Canada offers cash to beat lure of US

December 5, 2003

An increasing number of Canadian universities are offering postgraduates guaranteed funding to remain competitive with the US.

The University of Alberta has joined a handful of other Canadian universities, including the University of Toronto, that pay stipends to doctoral students.

The universities give several reasons for these payments, which average between C$12,000-C$22,000 (£5,400-£9,900). These include the need for students to have the financial means to finish their doctorates without having to interrupt their studies to earn money, and the positive faculty recruitment message that a full cadre of doctoral students sends.

The most important reason, university administrators said, was that the heated environment in the US, where colleges offered stipends and tuition waivers, left them with no choice but to pay up or lose more Canadian students to the south.

Alberta provost Carl Amrhein said that the university was losing potential doctoral recruits to US universities, a situation he had seen at Toronto, his former institution. Alberta estimated that the stipends would cost C$1.6 million a year.

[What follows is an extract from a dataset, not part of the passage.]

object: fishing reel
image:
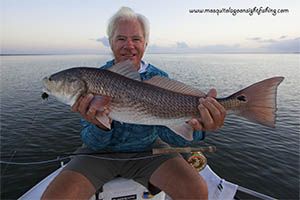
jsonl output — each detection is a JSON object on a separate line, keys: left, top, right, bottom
{"left": 187, "top": 151, "right": 207, "bottom": 171}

A third of the money will be taken from an area of the budget reserved for research funding, while the remainder will probably come from fundraising.

Andrea Rounce, chair of the Canadian Federation of Students' National Graduate Caucus, said: "We're happy to see universities moving to acknowledge that students need this kind of sup-port during their postgraduate work."

But Ms Rounce said that universities were showing that their priorities lay with doctoral students, and that if masters students were not given better funding and if bachelor-degree tuition fees continued to rise unabated, the supply of PhD students would continue to decline. "Students are self-selecting themselves out of graduate work," she said.

A Statistics Canada study found that out of the respondents who had dropped out of higher education, 71.4 per cent cited financial barriers as the primary reason.